Glaxo to stop paying doctors to promote drugs

Drugs giant GlaxoSmith-Kline will stop paying for doctors to attend medical conferences and scrap some sales targets as it seeks to mend its reputation in the wake of a damaging scandal over multimillion-pound bribery claims in China.

CEO Andrew Witty said the changes were about putting the needs of patients first and “meeting the wider expectations of society”, though he did not link them to the allegations.

The firm employs more than 1,600 people in five locations in Ireland including manufacturing sites in Curabinny, Co Cork, Dungarvan, Co Waterford, and Co Sligo.

Glaxo said it would stop the practice of paying for healthcare professionals to speak on its behalf about products or diseases to audiences who can prescribe or influence prescribing, as well as no longer footing the bill for individuals to attend conferences.

Instead, it will pay for independent grants to “support fair, balanced and objective medical education” for healthcare professionals, with the changes expected to begin to take effect in January. It will also continue to pay fees to doctors for Glaxo-sponsored clinical research, advisory activities, and research.

Meanwhile, it will abandon individual targets for its sales staff who “work directly with prescribing healthcare professionals” and instead use reward criteria such as quality of service. and technical knowledge.

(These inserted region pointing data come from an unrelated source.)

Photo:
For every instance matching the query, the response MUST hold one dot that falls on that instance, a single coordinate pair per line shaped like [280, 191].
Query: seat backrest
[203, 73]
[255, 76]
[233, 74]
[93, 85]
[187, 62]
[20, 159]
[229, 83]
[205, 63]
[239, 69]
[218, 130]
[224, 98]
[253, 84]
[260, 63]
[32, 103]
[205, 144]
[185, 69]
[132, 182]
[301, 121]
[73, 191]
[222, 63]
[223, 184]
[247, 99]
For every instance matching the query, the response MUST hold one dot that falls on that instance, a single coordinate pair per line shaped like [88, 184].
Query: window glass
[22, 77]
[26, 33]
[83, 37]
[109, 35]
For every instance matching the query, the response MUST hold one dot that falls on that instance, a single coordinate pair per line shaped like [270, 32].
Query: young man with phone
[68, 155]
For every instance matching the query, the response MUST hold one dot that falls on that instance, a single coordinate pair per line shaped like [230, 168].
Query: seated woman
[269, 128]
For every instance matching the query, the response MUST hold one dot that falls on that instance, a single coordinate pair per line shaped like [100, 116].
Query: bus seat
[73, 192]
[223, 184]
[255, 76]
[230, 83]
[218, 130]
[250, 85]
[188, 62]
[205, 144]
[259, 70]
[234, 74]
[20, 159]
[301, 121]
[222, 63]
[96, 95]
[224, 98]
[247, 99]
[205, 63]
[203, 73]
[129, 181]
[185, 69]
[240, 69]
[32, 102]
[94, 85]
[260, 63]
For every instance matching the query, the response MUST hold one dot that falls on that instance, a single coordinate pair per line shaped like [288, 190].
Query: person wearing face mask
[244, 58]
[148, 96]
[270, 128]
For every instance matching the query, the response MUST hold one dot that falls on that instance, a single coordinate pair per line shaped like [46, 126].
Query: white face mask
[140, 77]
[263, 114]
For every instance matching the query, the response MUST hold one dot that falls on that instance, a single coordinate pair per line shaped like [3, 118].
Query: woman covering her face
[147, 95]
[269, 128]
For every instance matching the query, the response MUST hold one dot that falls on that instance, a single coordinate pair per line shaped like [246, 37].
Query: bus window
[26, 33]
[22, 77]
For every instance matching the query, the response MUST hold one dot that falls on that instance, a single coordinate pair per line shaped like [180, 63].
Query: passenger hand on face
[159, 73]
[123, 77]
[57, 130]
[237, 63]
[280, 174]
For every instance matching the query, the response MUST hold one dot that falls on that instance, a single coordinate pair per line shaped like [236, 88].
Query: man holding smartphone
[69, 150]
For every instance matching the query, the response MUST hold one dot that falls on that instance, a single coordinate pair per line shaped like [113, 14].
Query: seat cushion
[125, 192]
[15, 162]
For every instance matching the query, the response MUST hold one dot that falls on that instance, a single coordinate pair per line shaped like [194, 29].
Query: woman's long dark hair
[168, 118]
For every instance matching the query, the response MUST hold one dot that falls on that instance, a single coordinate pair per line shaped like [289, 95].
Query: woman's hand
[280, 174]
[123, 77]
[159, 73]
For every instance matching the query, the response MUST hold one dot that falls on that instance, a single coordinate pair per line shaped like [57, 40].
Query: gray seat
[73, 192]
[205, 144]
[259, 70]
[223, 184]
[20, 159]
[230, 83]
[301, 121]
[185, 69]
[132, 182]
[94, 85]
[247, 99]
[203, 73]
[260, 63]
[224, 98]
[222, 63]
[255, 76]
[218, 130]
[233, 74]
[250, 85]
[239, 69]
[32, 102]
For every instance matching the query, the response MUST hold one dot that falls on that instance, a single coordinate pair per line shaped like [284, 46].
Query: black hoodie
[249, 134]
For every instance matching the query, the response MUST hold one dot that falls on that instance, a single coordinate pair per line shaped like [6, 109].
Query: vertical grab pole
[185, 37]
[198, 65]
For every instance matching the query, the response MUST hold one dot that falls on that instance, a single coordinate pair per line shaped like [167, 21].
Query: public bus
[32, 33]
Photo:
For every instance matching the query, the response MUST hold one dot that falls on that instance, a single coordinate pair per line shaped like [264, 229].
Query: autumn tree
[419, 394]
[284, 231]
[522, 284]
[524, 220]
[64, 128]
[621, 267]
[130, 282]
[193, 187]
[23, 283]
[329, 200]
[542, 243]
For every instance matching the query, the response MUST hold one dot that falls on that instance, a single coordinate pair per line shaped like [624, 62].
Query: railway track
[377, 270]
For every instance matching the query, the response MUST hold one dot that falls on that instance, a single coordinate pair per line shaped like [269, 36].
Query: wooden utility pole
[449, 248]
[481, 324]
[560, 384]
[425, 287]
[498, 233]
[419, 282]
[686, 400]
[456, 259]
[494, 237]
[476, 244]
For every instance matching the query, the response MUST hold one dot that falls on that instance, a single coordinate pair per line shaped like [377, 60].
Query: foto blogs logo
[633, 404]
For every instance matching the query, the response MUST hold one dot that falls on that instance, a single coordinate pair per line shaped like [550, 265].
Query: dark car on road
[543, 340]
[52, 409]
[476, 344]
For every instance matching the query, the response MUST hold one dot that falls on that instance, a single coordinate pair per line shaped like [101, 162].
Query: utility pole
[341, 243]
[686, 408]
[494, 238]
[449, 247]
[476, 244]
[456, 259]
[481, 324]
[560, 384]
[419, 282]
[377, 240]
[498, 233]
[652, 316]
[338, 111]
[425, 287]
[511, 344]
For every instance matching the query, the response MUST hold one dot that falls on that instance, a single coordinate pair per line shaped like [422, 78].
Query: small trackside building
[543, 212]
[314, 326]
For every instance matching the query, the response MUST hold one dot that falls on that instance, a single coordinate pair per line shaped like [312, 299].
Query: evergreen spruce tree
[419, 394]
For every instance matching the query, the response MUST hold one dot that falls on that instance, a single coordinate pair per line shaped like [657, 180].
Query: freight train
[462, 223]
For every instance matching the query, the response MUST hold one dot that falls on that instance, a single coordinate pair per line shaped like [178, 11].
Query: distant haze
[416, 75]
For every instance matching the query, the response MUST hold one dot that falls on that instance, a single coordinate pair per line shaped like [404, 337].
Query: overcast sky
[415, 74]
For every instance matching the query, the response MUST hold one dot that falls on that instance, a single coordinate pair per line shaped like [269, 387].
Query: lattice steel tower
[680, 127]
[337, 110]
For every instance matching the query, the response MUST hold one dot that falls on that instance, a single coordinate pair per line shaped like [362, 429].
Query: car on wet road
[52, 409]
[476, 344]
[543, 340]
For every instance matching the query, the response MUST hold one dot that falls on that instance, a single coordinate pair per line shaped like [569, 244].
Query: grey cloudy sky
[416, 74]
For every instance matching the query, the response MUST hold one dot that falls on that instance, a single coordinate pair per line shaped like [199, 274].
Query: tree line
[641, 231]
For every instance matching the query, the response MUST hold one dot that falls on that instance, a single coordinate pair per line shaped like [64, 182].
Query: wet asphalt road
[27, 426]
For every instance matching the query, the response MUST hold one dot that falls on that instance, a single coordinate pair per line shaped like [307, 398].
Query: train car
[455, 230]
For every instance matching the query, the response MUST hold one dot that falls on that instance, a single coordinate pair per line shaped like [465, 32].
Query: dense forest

Glaxo is under pressure to repair its reputation after executives were accused of involvement in a scheme to funnel as much as £324m (€383m) through travel agencies and consultancies to bribe doctors and health officials in China.

Glaxo has expressed regret over the “shameful” alleged practices, which emerged in the summer, and were said to have been carried out to boost sales and raise the price of medicines.

Last year it was fined a total of £1.9bn to settle the largest healthcare fraud in US history as it admitted to mis-promoting two medicines — including trying to persuade doctors to prescribe an anti-depressant drug to children that was not intended for under-18s.

Mr Witty said the new measures were designed to provide “greater clarity and confidence that whenever we talk to a doctor, nurse or other prescriber, it is patients’ interests that always come first”.